In [15]:
%%html
<style>
table {float:left}
</style>

In [16]:
%%html
<style>
div.output_area pre {
    white-space: pre;
}
</style>

# Spark Environment Variables

* [Environment Variables](https://spark.apache.org/docs/latest/configuration.html#environment-variables)

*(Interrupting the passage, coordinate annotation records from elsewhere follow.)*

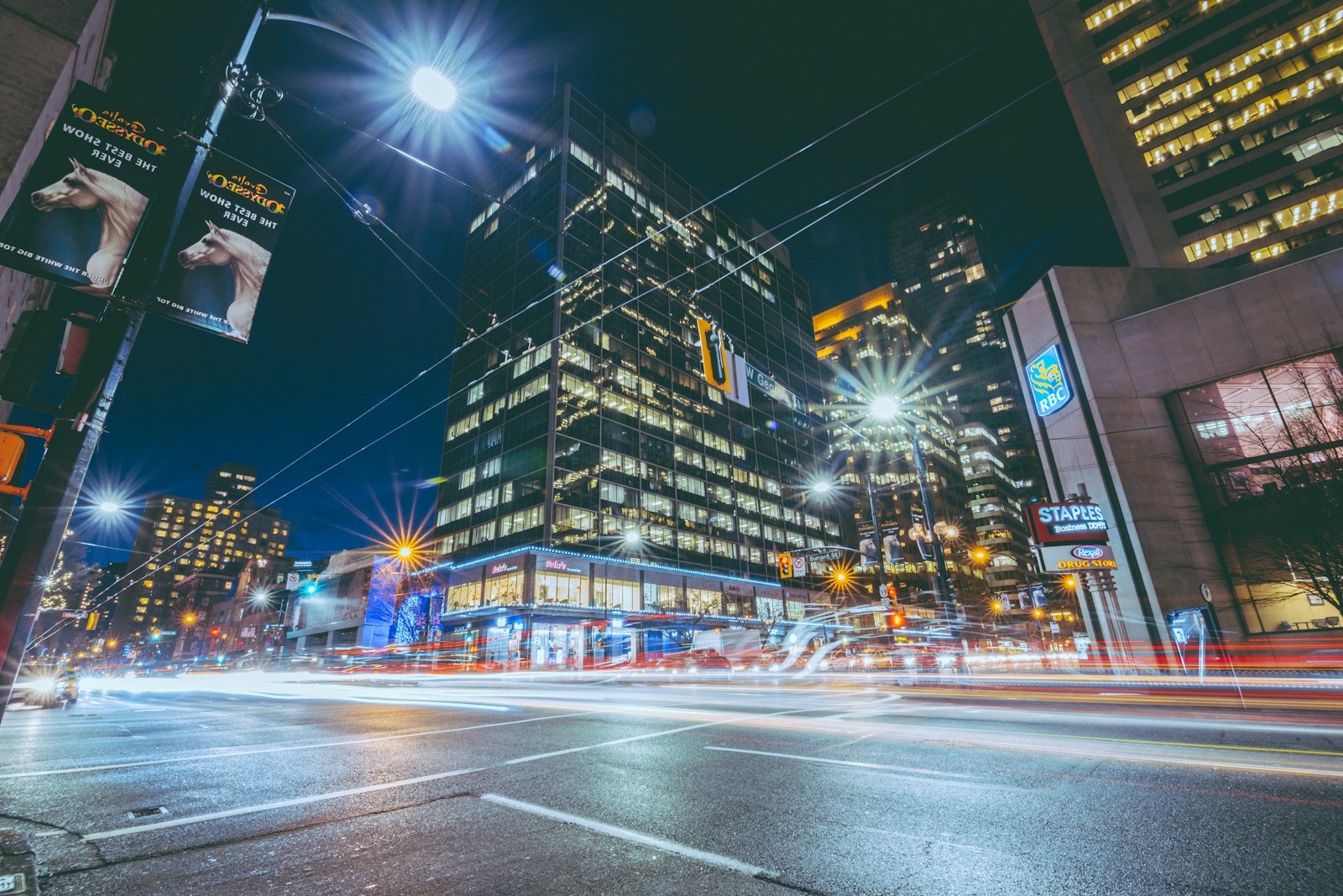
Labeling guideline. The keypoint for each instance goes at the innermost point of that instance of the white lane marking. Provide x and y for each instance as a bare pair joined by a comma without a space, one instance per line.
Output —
933,840
633,836
281,804
890,772
248,752
406,782
844,762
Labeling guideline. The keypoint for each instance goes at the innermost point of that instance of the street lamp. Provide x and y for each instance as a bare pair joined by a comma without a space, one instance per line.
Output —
434,89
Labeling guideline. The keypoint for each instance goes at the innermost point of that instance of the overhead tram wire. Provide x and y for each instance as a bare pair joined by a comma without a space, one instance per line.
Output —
436,404
598,267
360,210
864,187
666,227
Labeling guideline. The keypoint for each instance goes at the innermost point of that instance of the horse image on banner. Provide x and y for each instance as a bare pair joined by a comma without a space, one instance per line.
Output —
120,210
223,248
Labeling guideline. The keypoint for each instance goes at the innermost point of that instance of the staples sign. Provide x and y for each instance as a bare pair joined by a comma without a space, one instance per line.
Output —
1068,524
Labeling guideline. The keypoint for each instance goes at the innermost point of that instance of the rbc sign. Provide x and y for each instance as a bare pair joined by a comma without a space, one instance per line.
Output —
1049,387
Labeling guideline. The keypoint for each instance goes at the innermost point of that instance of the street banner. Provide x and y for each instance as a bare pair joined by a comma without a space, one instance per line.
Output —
222,248
82,201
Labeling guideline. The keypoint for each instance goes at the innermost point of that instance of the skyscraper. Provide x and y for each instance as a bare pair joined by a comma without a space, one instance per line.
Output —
946,277
183,535
581,418
872,346
1215,128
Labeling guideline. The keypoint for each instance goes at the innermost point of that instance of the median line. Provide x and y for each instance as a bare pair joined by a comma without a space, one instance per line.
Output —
635,837
252,752
406,782
904,773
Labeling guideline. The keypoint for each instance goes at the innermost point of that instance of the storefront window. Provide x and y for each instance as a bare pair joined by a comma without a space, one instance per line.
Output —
504,589
617,595
704,602
562,588
661,597
463,596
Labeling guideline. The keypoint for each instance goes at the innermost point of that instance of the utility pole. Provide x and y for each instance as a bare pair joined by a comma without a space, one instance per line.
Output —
55,488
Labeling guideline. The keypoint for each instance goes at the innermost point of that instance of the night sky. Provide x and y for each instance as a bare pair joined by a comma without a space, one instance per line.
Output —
718,90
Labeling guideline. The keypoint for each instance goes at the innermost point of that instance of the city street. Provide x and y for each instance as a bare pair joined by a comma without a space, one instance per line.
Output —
739,785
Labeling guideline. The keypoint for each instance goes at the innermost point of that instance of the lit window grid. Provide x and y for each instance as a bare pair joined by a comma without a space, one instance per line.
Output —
1314,86
1284,219
1103,15
1271,49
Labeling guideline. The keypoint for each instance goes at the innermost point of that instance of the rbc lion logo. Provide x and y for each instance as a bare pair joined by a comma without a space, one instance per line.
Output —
1048,385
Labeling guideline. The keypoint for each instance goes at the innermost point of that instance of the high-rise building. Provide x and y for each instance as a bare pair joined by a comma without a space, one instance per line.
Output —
872,346
1215,128
232,484
946,275
179,537
581,418
995,508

| Environment Variable | Meaning |
|:---|:---|
| JAVA_HOME | Location where Java is installed (if it's not on your default PATH). |
| PYSPARK_PYTHON | Python binary executable to use for PySpark in both driver and workers (default is python3 if available, otherwise python). Property spark.pyspark.python take precedence if it is set |
| PYSPARK_DRIVER_PYTHON | Python binary executable to use for PySpark in driver only (default is PYSPARK_PYTHON). Property spark.pyspark.driver.python take precedence if it is set |
| SPARKR_DRIVER_R | R binary executable to use for SparkR shell (default is R). Property spark.r.shell.command take precedence if it is set |
| SPARK_LOCAL_IP | IP address of the machine to bind to. |
| SPARK_PUBLIC_DNS | Hostname your Spark program will advertise to other machines. |

## Spark Properties

### Executor Environment Variables

|Property|Default|Meaning|
|:---|:---|:---|
| spark.executorEnv.[EnvironmentVariableName] | (none) | Add the environment variable specified by EnvironmentVariableName to the Executor process. The user can specify multiple of these to set multiple environment variables. |


## YARN Cluster

### Application Master Environment Variables

> Note: When running Spark on YARN in cluster mode, **environment variables need to be set using the spark.yarn.appMasterEnv.[EnvironmentVariableName] property** in your conf/spark-defaults.conf file. Environment variables that are set in spark-env.sh will not be reflected in the YARN Application Master process in cluster mode. See the YARN-related Spark Properties for more information.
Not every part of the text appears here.